2008-08-06 08:07:35 | ある被爆者の 記憶
夏休みなどになると、歩いて行ける距離でもあるのに、私は、枕と寝巻を風呂敷包みにして、母の実家へ泊りに行くのに、わざゝこの軽便に乗り、一駅区間を楽しんだ。

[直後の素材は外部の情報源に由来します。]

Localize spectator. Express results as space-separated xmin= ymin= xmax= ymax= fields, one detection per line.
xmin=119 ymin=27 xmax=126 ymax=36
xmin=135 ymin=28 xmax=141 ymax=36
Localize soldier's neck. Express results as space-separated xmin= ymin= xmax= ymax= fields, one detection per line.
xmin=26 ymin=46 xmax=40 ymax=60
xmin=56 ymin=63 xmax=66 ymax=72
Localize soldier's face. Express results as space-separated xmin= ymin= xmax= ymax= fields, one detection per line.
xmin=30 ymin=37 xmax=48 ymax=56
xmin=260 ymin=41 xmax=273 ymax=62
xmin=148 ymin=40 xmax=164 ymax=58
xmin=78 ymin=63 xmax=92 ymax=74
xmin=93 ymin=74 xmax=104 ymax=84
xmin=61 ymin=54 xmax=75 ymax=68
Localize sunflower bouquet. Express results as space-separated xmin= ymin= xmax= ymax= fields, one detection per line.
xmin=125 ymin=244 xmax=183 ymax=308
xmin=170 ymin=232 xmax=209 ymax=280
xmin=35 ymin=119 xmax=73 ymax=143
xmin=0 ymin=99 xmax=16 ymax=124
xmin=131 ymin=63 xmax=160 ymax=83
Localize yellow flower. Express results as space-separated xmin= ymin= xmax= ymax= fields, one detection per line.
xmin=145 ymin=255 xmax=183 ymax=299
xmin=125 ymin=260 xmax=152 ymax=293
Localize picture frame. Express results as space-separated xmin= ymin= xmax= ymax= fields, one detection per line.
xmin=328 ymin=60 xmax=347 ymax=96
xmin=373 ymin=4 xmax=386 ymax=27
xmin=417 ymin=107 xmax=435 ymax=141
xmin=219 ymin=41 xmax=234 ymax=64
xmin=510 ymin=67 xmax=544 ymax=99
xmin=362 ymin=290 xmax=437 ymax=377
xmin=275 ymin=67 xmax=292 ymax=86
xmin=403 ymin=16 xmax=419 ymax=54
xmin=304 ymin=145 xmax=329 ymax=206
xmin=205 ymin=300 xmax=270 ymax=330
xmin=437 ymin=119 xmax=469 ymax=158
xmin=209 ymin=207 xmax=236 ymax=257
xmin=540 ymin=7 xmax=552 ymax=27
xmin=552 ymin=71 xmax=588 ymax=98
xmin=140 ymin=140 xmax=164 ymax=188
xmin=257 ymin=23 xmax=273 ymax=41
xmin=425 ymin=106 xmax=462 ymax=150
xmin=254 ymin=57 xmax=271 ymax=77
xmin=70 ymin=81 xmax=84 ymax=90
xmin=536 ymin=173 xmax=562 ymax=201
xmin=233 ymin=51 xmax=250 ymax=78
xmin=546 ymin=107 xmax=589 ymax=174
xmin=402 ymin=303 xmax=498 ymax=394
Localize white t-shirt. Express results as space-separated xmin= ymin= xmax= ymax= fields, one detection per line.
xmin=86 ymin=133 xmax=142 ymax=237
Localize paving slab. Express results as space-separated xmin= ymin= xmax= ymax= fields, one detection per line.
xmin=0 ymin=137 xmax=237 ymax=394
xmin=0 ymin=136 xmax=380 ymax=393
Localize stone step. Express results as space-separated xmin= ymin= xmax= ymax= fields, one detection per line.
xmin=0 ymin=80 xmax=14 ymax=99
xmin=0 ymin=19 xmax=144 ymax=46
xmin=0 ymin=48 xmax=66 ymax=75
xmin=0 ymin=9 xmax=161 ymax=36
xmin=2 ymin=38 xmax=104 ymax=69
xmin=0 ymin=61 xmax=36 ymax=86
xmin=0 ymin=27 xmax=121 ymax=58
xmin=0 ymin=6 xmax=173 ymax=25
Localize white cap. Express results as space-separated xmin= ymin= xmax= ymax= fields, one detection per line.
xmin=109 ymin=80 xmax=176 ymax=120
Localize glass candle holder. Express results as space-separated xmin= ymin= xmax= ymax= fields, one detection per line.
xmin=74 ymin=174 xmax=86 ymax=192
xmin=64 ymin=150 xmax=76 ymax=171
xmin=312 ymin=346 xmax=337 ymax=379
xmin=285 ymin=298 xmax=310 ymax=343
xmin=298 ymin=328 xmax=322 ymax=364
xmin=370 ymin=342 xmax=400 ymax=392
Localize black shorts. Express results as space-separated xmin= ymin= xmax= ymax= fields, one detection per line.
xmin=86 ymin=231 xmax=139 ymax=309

 ある時、乗り合わせた客の中に、山伏の一行がいた。山伏を見たのはそれが初めてではない。しかし、軽便の小さな車輌の中で、鼻つき合わすようにして、この異人種と時を過ごすことなど、夢にも思わぬ出来事であった。駅長にしろ駅員にしろ、機関手も車掌も、みんな知っている顔ばかりの軽便が、いつの間にか異人種に占領されて、私は、その捕虜( とりこ )になってしまった気がした。その中の白い髯を生やした老山伏が話しかけてきた。
 「 どこへ行くのや、大阪か。」
 意外に優しい声にほっとしたものの、私は首を振るのがやっとだった。
 「 ひとり旅とは偉い。ほんまに偉い。」
 仰山に感心してみせるから、横合いから、幾つもの山伏の顔がこちらを覗き込んだ。私は顔が熱くなるのを感じながら、
 「 ちがう。西町の親戚に行くだけや。」
と、気張って物を言った。
 「 ほほおう―、そうか、そうか。」
 山伏は頷いてみせ、まわりの山伏に同意を求めるように、
 「 折角、よい旅の道づれにと思うたのに、のう。」
と言った。
 山伏たちは、どおっと笑った。その笑いの中で、山伏のひとりが、
 「 お前、どこの子じゃ。」
と尋ねた。何と答えたものかと迷ったのを察したか、自分の質問のわるさに気づいたか、すぐに、
 「 何という家の子じゃ。」
 「 宮川。」
 「 ふうむ、篠山にそんな家、あったかのう。」
と、仲間に尋ねた。
 さっきの山伏が、答えを出した。
 「 聞かん名じゃ、他国者( よそもの )じゃろ。」
 私は、事のなり行きが分かっていた。この土地で宮川の名を言うと、決まって他国者と言う。しかし、山伏は他国者でないのか。口惜しくなると涙がこぼれてくる性質を知っていたから、なるたけ聞かぬふりしていようと、私は思った。